According to the latest BRC-Nielsen Shop Price Index, covering the period 2-8th January 2018, shop prices remained in deflationary territory, although they eased to 0.5% in January from 0.6% in December.
Shop prices have seen YOY deflation for 57 months now.
Deflation in non-food prices eased slightly – yet, excluding December, deflation was the deepest since March 2017. In January, non-food prices were 1.9% lower than in January 2017, compared to December when prices were 2.1% lower than in December 2016.
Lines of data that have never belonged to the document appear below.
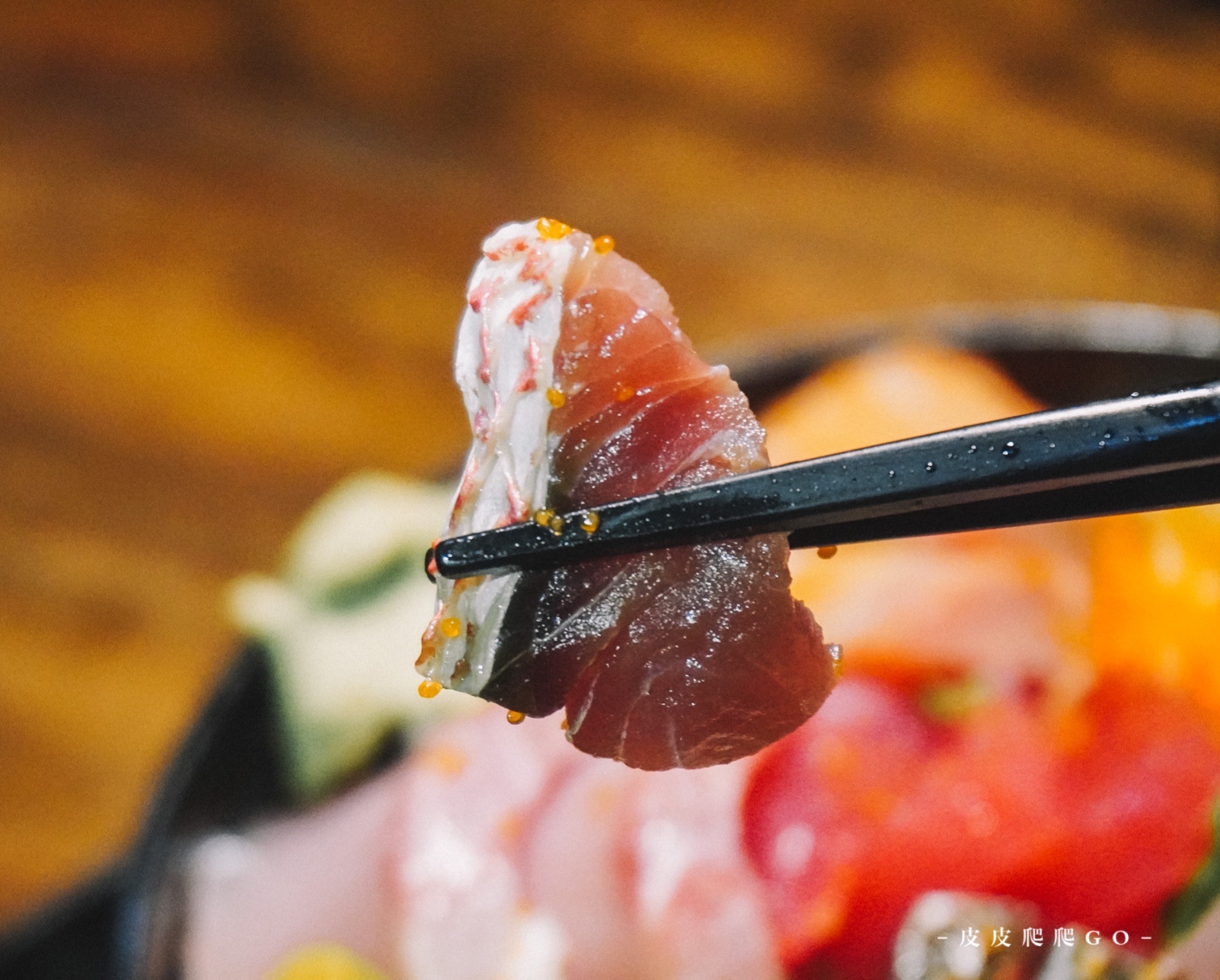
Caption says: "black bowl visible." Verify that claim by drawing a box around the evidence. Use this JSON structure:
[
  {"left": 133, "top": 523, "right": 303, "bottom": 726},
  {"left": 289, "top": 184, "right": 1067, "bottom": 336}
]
[{"left": 0, "top": 304, "right": 1220, "bottom": 980}]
Helen Dickinson OBE, BRC chief executive, says: “The fall in shop prices eased off marginally in January but remained in deflationary territory for the 57th consecutive month. It was the same story of divergent price movements for food versus non-food categories from the previous months, albeit with non-food prices creeping ever so slightly towards inflation.
“There are reassuring signs for consumers from the fall in latest input price inflation, that the worst effects of sterling's depreciation have now passed. Global food prices also reported a slowdown in inflation in most categories. But before raising hopes that stretched household budgets will be offered some much needed slack, we need to consider the impact of rising oil prices which, on reaching a three-year high in January, will inevitably add some heat to the rate of inflation in the coming months.
“Meanwhile, even at a slowing rate, inflation continues to outpace wage growth in the UK, the effects of which we saw play out in lacklustre festive sales. With this in mind, it was reassuring to get clarity from the Brexit Secretary last week on a transition period that will allow trading conditions to continue from March 2019, thereby maintaining the choice and availability of affordable, quality products for consumers.”
Mike Watkins, head of retailer and business insight, Nielsen, adds: "With consumers' willingness to spend weakened by the return of inflation, and shopper sentiment more fragile than a year ago, retailers are continuing to hold back on price increases.
"The good news is that price increases across supermarkets are beginning to slow, and some non-food retailers are also using short-term promotions and offers to encourage shoppers back into store to kick-start demand. Shoppers will continue to look for savings over the next few months as increases to household bills start to hit home, and we expect shop price inflation to remain less than CPI."